How does a filter work

Filters are appended on the select statement of the cursor. It is important to note that arbitrary filters are possible on the tables meaning that the performance of an extraction can be influenced greatly by correct filtering on indexed columns.

How does a join work

Joins are not translated directly to the select query but instead each join will use its own cursor. After a chunk of the join partner has been read we use a FOR ALL ENTRIES statement for selecting from the target table. Additional filters are appended as usual.

Other RFC Operations
Selecting Tables/Columns to Extract

The user can select which tables and columns to extract in the Celonis Cloud. The table list is displayed to the user via calling the functions /CELONIS/EX_LOOKUP_TABLES and /CELONIS/EX_LIST_TABLES. To list the columns the function /CELONIS/EX_GET_METADATA is called.
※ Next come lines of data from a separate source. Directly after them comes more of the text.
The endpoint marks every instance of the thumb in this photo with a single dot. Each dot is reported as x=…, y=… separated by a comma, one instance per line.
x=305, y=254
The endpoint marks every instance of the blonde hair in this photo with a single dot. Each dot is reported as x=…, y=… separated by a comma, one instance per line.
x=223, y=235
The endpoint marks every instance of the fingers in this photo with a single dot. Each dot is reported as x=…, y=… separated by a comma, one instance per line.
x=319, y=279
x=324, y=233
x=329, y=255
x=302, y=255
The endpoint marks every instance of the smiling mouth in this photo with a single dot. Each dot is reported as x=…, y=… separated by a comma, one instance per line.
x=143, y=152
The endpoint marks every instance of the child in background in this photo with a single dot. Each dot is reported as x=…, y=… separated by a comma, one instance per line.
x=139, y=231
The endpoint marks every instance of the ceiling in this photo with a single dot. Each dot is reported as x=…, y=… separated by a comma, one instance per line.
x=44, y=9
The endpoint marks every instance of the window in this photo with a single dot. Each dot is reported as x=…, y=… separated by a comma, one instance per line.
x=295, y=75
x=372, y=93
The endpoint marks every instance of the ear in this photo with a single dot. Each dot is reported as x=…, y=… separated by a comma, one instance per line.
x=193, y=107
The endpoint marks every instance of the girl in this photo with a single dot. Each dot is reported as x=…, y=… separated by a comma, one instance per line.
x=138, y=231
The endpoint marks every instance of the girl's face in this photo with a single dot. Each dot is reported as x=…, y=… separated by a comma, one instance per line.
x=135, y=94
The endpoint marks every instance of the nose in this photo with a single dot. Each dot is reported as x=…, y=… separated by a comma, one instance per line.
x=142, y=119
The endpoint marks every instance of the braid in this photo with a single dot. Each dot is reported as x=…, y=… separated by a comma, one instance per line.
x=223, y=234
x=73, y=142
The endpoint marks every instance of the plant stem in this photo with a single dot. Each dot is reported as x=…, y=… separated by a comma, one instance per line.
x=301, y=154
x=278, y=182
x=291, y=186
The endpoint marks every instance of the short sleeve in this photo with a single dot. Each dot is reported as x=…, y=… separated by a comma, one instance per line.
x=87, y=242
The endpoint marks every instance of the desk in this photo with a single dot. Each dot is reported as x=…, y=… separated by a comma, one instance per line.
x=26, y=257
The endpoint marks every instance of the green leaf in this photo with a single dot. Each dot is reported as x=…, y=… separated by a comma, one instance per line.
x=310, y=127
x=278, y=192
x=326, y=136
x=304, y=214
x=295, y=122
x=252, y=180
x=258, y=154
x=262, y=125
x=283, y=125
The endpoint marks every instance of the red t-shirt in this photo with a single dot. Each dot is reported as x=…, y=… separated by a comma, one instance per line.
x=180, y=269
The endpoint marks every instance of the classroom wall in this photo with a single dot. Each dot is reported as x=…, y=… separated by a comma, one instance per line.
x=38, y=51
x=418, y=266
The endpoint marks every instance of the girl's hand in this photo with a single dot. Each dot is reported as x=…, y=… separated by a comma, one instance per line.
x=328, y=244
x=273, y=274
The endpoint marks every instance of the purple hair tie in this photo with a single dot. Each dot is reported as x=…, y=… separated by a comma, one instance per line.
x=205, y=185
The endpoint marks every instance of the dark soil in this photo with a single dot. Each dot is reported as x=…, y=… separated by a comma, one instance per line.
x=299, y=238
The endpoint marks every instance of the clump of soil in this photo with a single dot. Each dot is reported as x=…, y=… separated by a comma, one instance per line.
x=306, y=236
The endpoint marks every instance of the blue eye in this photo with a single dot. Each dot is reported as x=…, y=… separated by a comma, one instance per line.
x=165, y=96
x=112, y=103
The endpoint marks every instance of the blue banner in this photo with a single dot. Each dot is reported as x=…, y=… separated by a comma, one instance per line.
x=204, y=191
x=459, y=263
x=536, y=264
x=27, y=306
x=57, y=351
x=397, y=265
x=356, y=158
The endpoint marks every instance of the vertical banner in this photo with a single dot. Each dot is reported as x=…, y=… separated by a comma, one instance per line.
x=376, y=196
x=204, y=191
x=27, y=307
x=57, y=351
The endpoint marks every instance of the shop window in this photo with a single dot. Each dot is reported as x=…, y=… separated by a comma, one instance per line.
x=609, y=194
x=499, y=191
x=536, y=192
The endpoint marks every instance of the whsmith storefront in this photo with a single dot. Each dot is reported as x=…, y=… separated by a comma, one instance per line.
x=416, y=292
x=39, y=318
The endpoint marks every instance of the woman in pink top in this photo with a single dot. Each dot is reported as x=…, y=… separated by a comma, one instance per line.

Logging System Information

We log several system level parameters for our internal logging purposes, i.e. NetWeaver version, Database type, etc... The function /CELONIS/EX_SYSINFO is invoked to fetch this info before the start of each extraction.

Programs

The following Programs are included in the package /CELONIS/DATA_EXTRACTION:

  • /CELONIS/EXTRACTION: This is the program that executes the extraction. It is executed via a background job.

  • /CELONIS/CLEANUP_CL_TABLE: This program is called to execute the clean up of Log tables. It is relevant only for real time extractions.

  • /CELONIS/CLEANUP: This program cleans up the directory Z_CELONIS_TARGET from the obsolete files. Its execution should be set up manually via a background job.

Function modules

The following Function Modules are included in the package /CELONIS/DATA_EXTRACTION.

  • /CELONIS/EX_CANCEL: Cancels a running extraction

  • /CELONIS/EX_CLEANUP: Cleans up old extraction files

  • /CELONIS/EX_CONFIGURATION_TEST: Tests the functionality of the extraction

  • /CELONIS/EX_GET_METADATA: Gets the metadata of the extraction tables

  • /CELONIS/EX_LIST_FILES: Lists extraction files

  • /CELONIS/EX_LIST_TABLES: Lists extraction tables

  • /CELONIS/EX_LOOKUP_TABLES: Looks up the table data in DD02L

  • /CELONIS/EX_NEW: Starts a new extraction

  • /CELONIS/EX_READ_LOG: Reads the Job Log of a extraction

  • /CELONIS/EX_STATUS: Gets the current status of a extraction

  • /CELONIS/EX_SYSINFO: Looks up the SAP system information

  • /CELONIS/EX_UPLOAD_POLL: Exports the extracted csv file to the Extractor server

  • /CELONIS/EX_UPLOAD: Uploads a result file to the connector [Deprecated after the RFC version 2019-06-14]

  • /CELONIS/EX_CL_GET_TABLE: Get change log table

  • /CELONIS/EX_CL_NEW: Starts a new change log extraction

  • /CELONIS/EX_CL_SET_EXTRACTED: Sets changes to extracted

Used external functionality

We use a few standard sap function modules in our extraction flow:

  • CALCULATE_HASH_FOR_CHAR: For pseudonymization functionality. SHA1 algorithm is used by default.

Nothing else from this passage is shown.